Bitcoin recently soared past a value of nineteen thousand US dollars per coin. It's a currency, and it's only eight years old. You’ve likely heard of this new “cryptocurrency” before, and if you’re a regular person like me, there is one burning question on your mind: What is bitcoin?
So, in an effort to quell my burning curiosity, I ventured deep into the internet to discover the origins and significance of this brand new currency. I found myself in the frequently asked questions section of the bitcoin website. To my surprise, they did have a “what is bitcoin?” section. However, my search for answers was not over. The bitcoin folks had this to say about the currency: “Bitcoin is a consensus network that enables a new payment system and a completely digital money. It is the first decentralized peer-to-peer payment network that is powered by its users with no central authority or middlemen. From a user perspective, bitcoin is pretty much like cash for the Internet. Bitcoin can also be seen as the most prominent triple entry bookkeeping system in existence." So basically, if you’re a regular guy like me, you now have another question. What does that mean? “Pretty much like cash for the internet” is a confusing notion that I find oddly revolting. The nerds at bitcoin clearly don't speak the same language as I do. The quest for answers continues.
Well, whenever the nerds in your life fail to explain something adequately, it seems as though the ladies and gentleman over at “Wired” have your back.

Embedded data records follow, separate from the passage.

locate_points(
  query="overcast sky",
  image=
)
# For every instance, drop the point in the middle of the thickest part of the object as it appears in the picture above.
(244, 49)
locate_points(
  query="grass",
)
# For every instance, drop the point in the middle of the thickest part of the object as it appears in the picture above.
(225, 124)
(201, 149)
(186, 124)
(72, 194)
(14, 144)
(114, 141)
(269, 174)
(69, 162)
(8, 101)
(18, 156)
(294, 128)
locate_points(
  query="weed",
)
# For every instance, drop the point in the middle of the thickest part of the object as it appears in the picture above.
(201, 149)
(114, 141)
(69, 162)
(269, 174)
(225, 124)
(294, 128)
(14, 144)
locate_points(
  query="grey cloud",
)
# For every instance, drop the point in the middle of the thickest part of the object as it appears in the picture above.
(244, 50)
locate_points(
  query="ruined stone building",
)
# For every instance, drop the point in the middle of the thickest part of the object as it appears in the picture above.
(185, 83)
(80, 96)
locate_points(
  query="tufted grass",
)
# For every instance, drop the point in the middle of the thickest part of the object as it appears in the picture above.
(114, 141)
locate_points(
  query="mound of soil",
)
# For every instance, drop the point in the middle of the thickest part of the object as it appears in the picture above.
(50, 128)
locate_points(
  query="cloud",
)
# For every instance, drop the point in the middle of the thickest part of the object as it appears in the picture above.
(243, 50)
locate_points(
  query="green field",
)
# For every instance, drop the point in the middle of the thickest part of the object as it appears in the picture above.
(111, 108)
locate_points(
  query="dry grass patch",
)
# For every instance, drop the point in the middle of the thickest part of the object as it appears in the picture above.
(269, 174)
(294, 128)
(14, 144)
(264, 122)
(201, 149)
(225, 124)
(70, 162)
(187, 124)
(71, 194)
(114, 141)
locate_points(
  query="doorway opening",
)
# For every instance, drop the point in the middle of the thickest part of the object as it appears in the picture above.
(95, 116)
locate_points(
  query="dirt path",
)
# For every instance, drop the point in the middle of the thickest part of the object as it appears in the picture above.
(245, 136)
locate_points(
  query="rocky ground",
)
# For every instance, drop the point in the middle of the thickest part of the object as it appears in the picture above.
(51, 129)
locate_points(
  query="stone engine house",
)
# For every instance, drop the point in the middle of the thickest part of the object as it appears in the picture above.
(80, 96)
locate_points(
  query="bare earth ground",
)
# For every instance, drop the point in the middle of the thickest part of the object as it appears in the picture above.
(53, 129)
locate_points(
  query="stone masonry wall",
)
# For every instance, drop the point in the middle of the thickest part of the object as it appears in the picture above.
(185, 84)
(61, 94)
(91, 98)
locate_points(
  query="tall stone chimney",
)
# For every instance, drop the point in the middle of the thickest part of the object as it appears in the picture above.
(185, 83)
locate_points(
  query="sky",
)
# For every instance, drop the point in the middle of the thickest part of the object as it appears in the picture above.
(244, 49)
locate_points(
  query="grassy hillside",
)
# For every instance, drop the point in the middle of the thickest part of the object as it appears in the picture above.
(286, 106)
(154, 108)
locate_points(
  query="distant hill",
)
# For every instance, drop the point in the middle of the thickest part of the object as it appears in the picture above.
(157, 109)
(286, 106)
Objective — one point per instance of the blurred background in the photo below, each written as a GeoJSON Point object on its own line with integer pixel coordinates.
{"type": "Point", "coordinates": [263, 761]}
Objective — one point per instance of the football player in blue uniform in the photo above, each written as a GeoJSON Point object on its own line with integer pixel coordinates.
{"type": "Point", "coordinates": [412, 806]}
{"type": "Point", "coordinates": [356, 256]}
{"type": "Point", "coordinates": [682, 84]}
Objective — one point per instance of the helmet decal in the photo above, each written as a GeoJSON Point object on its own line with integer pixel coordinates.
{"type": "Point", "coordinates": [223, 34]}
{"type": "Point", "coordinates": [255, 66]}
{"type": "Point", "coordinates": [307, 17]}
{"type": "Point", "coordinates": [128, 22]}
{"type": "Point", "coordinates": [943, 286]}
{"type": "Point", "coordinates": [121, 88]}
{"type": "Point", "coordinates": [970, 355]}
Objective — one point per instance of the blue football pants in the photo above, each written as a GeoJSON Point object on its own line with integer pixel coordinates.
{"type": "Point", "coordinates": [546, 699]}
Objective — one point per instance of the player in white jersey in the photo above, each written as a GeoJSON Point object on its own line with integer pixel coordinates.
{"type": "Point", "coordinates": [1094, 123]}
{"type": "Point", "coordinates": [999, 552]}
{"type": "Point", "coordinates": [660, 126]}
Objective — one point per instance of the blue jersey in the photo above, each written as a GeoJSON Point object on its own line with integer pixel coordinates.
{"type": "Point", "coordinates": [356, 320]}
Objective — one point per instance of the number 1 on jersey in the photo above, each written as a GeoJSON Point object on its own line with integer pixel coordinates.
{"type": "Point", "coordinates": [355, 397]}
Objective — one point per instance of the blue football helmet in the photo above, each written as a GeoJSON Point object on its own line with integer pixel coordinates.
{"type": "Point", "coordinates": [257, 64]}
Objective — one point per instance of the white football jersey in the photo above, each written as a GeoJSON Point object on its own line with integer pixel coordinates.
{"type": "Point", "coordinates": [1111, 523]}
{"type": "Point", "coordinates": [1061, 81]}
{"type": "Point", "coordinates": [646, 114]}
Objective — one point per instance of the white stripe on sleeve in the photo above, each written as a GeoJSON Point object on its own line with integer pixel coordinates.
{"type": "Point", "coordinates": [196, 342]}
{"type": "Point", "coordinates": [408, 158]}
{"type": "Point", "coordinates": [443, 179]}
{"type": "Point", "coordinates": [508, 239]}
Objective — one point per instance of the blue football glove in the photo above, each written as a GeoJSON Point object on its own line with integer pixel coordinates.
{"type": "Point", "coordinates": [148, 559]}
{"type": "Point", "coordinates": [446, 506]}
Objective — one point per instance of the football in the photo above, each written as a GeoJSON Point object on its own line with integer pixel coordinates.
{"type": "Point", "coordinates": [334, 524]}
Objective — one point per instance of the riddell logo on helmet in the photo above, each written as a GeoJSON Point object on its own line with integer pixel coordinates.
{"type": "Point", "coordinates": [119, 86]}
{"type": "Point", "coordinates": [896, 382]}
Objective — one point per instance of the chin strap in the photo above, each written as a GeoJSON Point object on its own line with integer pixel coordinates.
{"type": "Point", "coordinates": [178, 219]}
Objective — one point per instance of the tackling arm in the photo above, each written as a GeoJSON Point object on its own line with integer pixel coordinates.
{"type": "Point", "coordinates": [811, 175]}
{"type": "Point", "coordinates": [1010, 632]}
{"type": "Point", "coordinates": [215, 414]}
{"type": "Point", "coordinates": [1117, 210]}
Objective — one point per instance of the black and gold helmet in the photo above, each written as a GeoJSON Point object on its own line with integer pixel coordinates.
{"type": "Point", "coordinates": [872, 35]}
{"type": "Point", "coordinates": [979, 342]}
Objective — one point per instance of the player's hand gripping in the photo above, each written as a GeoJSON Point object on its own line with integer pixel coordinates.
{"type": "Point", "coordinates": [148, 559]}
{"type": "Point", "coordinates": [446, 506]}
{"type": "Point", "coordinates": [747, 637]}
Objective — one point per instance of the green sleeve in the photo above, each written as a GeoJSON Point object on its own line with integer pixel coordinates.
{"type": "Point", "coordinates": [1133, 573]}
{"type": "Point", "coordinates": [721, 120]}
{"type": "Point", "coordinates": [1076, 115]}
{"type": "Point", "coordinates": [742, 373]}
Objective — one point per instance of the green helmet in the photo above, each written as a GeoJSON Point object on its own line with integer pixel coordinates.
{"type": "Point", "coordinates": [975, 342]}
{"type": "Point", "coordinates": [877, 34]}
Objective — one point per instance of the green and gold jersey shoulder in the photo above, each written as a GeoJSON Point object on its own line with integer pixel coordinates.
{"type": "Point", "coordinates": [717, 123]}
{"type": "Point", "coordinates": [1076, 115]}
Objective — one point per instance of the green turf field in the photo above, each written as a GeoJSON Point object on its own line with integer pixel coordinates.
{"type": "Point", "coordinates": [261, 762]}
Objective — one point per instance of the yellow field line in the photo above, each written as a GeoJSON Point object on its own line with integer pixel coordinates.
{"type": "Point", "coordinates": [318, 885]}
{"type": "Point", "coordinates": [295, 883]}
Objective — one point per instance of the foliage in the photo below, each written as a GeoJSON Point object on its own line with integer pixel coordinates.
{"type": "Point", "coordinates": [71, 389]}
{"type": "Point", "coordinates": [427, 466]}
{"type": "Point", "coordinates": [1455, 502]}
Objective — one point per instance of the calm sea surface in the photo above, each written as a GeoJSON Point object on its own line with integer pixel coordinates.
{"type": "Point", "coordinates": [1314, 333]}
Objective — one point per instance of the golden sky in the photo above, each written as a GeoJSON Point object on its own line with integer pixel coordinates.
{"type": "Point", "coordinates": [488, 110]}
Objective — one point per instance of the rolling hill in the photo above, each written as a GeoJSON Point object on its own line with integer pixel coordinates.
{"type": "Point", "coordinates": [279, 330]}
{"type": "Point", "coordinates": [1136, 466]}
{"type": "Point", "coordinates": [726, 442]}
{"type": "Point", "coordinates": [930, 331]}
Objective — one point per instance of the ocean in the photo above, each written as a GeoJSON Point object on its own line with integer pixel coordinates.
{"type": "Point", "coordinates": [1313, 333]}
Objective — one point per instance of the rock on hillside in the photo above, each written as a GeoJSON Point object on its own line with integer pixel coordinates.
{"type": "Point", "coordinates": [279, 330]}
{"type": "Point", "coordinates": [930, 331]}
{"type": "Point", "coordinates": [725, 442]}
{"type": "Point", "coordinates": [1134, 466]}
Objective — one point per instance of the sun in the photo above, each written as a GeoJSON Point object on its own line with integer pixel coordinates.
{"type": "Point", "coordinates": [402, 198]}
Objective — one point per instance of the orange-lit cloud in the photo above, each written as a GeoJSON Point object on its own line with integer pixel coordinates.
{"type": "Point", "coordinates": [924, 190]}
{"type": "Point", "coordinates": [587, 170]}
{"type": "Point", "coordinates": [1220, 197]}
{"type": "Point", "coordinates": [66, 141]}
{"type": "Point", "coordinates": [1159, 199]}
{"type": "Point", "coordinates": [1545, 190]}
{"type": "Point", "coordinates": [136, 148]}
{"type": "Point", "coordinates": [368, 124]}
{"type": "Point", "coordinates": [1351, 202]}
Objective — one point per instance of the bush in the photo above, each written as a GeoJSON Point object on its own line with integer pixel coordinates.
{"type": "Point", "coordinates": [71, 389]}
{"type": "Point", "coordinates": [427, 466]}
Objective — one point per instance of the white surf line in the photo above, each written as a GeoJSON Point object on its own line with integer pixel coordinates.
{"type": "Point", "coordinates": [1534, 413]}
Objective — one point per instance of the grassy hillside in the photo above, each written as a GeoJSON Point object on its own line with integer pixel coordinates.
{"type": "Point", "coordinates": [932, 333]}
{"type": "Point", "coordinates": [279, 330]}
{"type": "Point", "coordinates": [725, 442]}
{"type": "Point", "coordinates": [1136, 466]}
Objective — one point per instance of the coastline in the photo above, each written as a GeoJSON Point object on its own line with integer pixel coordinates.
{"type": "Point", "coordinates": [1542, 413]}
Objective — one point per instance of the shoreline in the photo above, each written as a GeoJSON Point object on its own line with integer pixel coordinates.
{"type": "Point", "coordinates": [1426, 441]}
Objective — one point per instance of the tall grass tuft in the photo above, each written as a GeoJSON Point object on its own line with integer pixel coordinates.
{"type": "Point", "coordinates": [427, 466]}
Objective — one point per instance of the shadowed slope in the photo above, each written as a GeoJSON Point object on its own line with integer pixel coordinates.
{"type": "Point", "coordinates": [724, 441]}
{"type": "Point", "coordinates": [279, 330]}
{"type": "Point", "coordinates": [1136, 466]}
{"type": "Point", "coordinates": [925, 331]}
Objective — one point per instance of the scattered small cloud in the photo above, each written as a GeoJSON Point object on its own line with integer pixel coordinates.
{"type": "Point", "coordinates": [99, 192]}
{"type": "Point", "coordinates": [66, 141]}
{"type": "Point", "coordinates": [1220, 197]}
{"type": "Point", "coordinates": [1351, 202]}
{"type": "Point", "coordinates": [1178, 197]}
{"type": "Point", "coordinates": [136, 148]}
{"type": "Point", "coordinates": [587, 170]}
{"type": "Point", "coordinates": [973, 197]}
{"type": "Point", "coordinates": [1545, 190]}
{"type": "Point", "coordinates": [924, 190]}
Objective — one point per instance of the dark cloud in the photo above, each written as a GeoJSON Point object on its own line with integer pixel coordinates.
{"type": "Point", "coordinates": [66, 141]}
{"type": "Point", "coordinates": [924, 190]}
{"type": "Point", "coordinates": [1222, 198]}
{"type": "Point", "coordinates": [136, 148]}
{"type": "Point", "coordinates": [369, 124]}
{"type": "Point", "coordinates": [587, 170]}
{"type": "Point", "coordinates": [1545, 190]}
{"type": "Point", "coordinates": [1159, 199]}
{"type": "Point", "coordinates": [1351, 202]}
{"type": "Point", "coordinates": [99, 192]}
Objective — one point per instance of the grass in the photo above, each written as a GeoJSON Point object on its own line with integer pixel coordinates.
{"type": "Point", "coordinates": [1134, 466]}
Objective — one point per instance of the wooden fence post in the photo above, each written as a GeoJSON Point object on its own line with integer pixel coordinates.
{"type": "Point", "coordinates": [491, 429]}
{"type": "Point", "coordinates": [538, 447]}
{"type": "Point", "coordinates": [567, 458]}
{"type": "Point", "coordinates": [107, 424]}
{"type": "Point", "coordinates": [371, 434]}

I just had to google “idiot's guide to bitcoin." So, the folks at “Wired” explain bitcoin as a digital currency that is held on computers around the globe. However, they stress that bitcoin isn't a currency like the regular dollars, its a super currency, and a way of making payments, as well. “It lets you hold money, but it also lets you spend it and trade it and move it from place to place, almost as cheaply and easily as you'd send an email." Another excellent thing about bitcoin is that it lets you pay for things without revealing your identity, which makes it excellent for deep web sites that are similar to the former “Silk Road." For those of you that don't know, the “Silk Road” was essentially a service where you could order anything from acid to heroin on the internet and it would show up at your door like any online shopping experience. However, the bitcoin system is also nearly completely transparent in that all transactions are calculated and displayed online, which could theoretically drive a new confidence in the economy.
Bitcoin has been hailed as the harbinger of a new era in international finance. From a political viewpoint, bitcoin has the potential to change not just the world of global finance, but the world as we know it. It decentralizes currency from nation states and federal governments. The full story of bitcoin is a complicated one. It was “invented” in 2008 by someone using the pseudonym Satoshi Nakamoto. He was a programmer who built the bitcoin software and released it onto the internet. The software was designed to run across a large network of machines, often referred to as “bitcoin miners,” which anyone could theoretically operate if they had the desire to. Bitcoins themselves are basically just digital addresses and balances that are kept in an online ledger.
Why would you mine these bitcoins? Well, the bitcoin system is designed to pay out bitcoins to the bitcoin miners. As the system creates bitcoins, the miners log them and occasionally are paid out their own bitcoins by the system. Essentially, decentralized software manages to create these bitcoins and the miners are paid to catalogue them. The system pays these miners to keep stock of bitcoins at a rate of 25 bitcoins, six times per hour, globally. So, the entirety of planet earth's bitcoin miners are paid at a rate of 150 bitcoins per hour. The system is designed to stop issuing bitcoins when they have “minted” twenty one million bitcoins, which, in the estimation of experts, will happen around the year 2140.
There are those warning prospective investors away from investing in bitcoin, primarily because it has no real world backing. The regular stocks available to most are backed by, and fluctuate based on, a real world company. Bitcoin differs significantly from a stock or a bond. Because so many people are buying bitcoin so fast, it is impossible to actually put a value on it. There are some that even call bitcoin more “short-term gambling” than “investing,” which seems to be accurate, given the significant delays that have been experienced by buyers and sellers of bitcoin. In some cases, buyers have to wait nearly a week before receiving their coins.
With all of this in mind, it seems that bitcoin had a few more skeletons in the closet than it seemed it had at first sight. Will bitcoin fail because it lacks the backing of physical capital and resources? Or will we see the global financial markets revolutionized by what was once a figment of an anonymous programmer's imagination? Only time will tell.